The death toll has risen to nine from a suicide car bomb attack on Pakistan's top intelligence agency and police living quarters in the southern town of Sukkur, officials say.
The dead include five attackers and four police and intelligence officials, a spokesman for the paramilitary Rangers told AFP after the attack late on Wednesday in the normally sleepy town.
Officials had previously put the death toll at seven, saying on Wednesday that the five attackers, one intelligence agent and another government official had been killed.
The attack in Sukkur, 1000 kilometres south of Islamabad, is likely to revive fears that the reach of Islamist militancy is spreading in the nuclear-armed state of 180 million.
"We rounded up several people on Wednesday night after the attack and are interrogating them," the Rangers official said on Thursday.
An intelligence official told AFP that the attack had destroyed the local branch of the Inter-Services Intelligence (ISI) and damaged newly-constructed residential quarters for police officers.
State TV said at least 38 people were wounded. It was one of the worst attacks in Pakistan during the holy Muslim fasting month of Ramadan.

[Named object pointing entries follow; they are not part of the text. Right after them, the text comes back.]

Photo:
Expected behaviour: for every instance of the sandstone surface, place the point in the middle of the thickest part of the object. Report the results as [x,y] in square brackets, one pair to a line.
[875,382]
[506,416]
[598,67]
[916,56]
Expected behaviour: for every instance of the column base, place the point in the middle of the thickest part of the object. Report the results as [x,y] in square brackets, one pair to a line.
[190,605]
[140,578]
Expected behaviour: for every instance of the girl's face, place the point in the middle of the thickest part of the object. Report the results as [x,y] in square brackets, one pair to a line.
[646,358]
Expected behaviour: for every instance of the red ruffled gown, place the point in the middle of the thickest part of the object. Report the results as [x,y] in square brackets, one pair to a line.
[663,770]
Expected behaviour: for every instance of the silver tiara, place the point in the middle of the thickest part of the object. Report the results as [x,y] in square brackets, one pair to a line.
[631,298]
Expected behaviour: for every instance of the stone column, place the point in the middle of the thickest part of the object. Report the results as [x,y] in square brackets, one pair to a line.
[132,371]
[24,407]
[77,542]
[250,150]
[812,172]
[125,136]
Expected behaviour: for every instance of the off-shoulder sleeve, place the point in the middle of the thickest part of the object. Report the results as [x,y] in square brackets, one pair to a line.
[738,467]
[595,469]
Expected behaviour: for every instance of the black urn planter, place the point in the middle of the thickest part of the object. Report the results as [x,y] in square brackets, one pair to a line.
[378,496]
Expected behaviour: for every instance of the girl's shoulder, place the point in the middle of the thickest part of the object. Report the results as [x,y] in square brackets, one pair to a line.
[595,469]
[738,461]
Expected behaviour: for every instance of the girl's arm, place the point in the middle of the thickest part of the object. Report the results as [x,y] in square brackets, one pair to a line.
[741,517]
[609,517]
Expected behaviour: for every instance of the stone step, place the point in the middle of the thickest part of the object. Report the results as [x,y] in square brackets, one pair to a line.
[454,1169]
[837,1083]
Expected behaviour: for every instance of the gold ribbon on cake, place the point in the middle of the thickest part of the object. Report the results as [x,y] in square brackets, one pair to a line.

Also on Thursday, gunmen ambushed a senior police commander as he headed to work in the northwestern city of Peshawar, seriously wounding him and killing his bodyguard and driver, officials said.
A spokesman for the main government-run Lady Reading Hospital in Peshawar said the commander was in a critical condition.
Thursday's attack on the police commander in Peshawar was carried out by people laying in wait on motorbikes, officials said.
The country is battling a Taliban-led domestic insurgency that has killed thousands of civilians and security personnel since 2007.